Tarifsiz Duygular

136 9 2
                                    

           Derin bir nefes aldım ve kendime gelebilmem için bir süre olduğum yerde bekledim. Sonra da ağır adımlarla aralık olan kapıya doğru ilerledim. Tahta zemin birilerine geldiğimi haber verircesine her adımımda daha da fazla ses çıkarıyordu. Odada biri varsa bile geldiğimi çoktan duymuş olmalıydı.
          Koridorun ortasına kadar geldiğimde sağımda ve solumda birer oda daha olduğunu farkettim. Ümitsizce ve gözlerimi karşımdaki aralık olan kapıdan ayırmadan ilk olarak solumdaki kapıyı açmayı denedim.Tam tahmin ettiğim gibi kilitliydi. Daha sonra diğerine göre daha fazla işlemelerle süslenmiş sağ tarafımdaki kapıya yöneldim.

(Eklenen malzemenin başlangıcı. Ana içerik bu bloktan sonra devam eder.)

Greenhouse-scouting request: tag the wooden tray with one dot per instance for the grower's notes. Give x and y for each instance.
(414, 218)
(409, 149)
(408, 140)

          Kolu yavaşça aşağıya indirmemle hiç beklemediğim bir şey oldu. Kapı sessiz bir şekilde açıldı ve  açılmasıyla içeriden gelen küf kokusu bulunduğum koridorun tamamını kapladı. Aradığım burada olamazdı.Kapıyı hemen kapattım ve karşımda duran, aralığından güneş ışınlarının süzüldüğü kapıya doğru ilerledim.Artık koridorun sonundaydım ve tek hamle ile kapıyı sonuna kadar açabilirdim.Aralıktan odanın çok az bir kısmı görülebiliyordu. Tamamını görme içgüdüsüyle, hiç düşünmeden zaten açık olan kapıyı hafif bir dokunuşla ileriye doğru ittim.

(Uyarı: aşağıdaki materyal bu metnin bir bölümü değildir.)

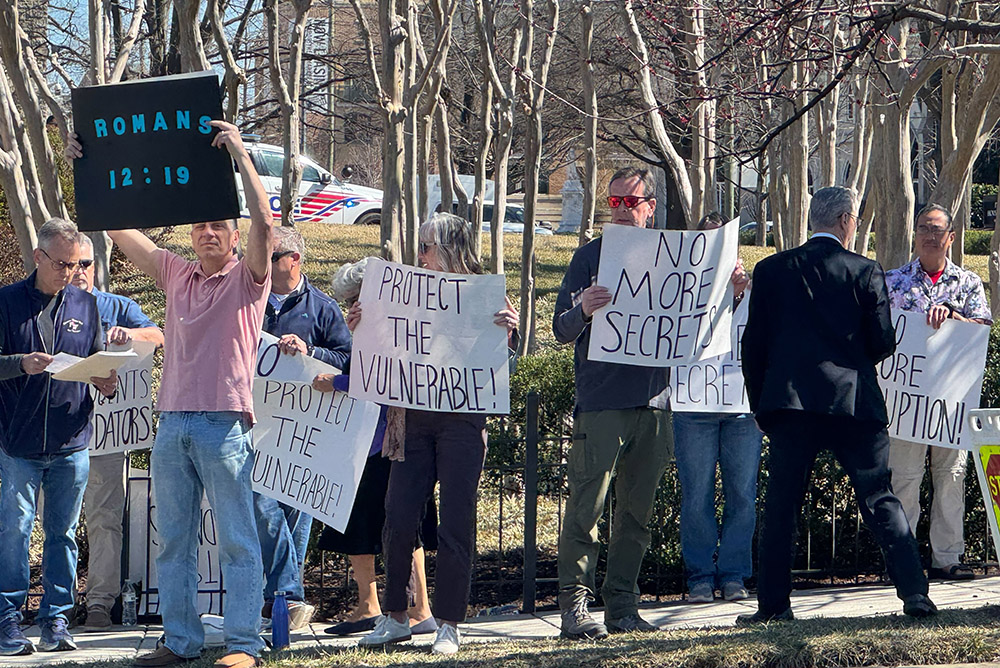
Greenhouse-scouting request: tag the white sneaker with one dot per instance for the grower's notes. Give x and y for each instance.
(387, 632)
(446, 640)
(299, 615)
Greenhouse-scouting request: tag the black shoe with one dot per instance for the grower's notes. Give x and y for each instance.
(761, 617)
(919, 606)
(578, 624)
(628, 624)
(347, 628)
(952, 572)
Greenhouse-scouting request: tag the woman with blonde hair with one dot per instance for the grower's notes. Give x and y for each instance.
(440, 448)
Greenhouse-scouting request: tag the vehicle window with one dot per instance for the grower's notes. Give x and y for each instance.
(310, 173)
(272, 163)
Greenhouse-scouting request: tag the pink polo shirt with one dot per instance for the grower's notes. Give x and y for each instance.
(212, 328)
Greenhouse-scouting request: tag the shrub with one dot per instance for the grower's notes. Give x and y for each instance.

          Kapıyı açmamla birlikte hızla yanımdan geçen kedilerden biri istemsizce irkilmeme neden oldu. Kedinin siyah rengi nedense beni hayal kırıklığına uğratmıştı. Çünkü merdivende gördüğüm kedinin tüylerinde kahverengi ve beyaz tonları vardı. O kediyi görmek istiyordum, orada gördüğüm her şeyi tekrar görmek istiyordum. Böylece yaşadıklarımın yalnızca bir rüyadan ibaret olmadığını en azından kendime kanıtlayabilirdim.
          Karşımda duran oda geceyi geçirdiğimiz oturma odası kadar büyük olmasada çok daha güzeldi ve daha fazla eşya ve süslemelerle donatılmıştı.Perdeler,dolaplar,yerdeki kilimler ve diğer her şey özenle seçilmiş gibiydi. Beynim yine benimle oyun mu oynuyordu bilmiyorum ama ben bu odaya daha önce gelmiştim. En azından böyle hissediyordum. Odaya girmemle birlikte onlarca kedinin bana baktığını farkettim.

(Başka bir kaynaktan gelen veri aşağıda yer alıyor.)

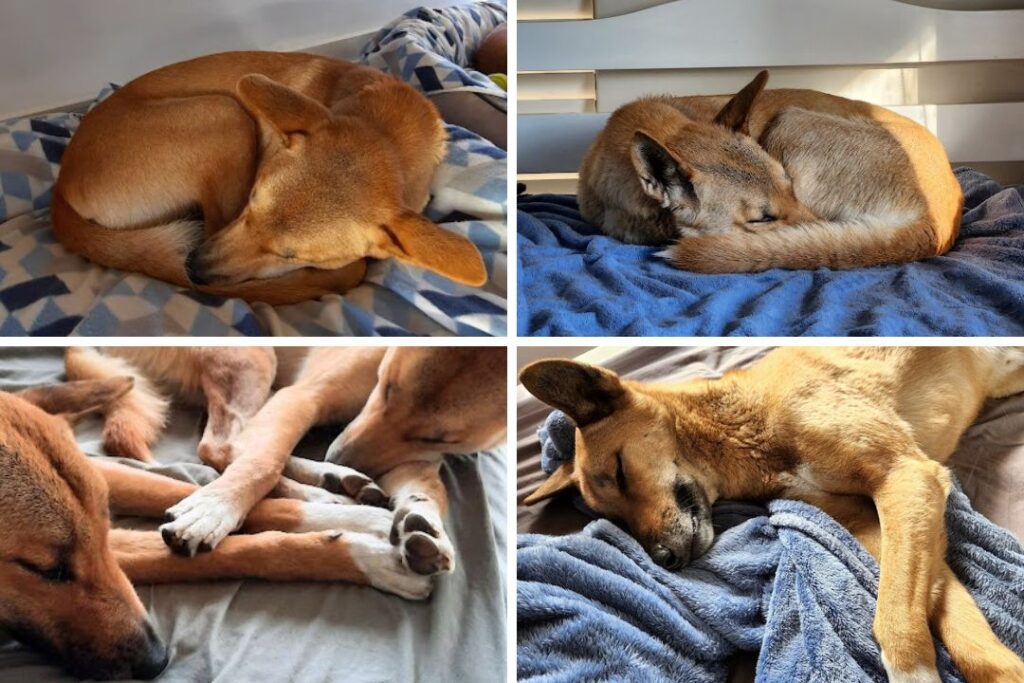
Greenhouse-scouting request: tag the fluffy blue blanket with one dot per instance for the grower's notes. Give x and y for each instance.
(794, 583)
(574, 281)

         Odanın her yerine dağılmış haldeydiler ve nedense beni bekliyor gibiydiler.Hiç biri yerinden kımıldamıyordu ve çok yorgun görünüyorlardı. Tam ileri doğru bir adım atacaktım ki kedilerden biri yavaşça önümden geçerek sağ tarafımda duran yatağa doğru ilerledi. Hiç istifini bozmadan bir sıçrayışta yatağın üzerine çıktı ve kıvrılarak derin bir uykuya dalarcasına gözlerini kapattı.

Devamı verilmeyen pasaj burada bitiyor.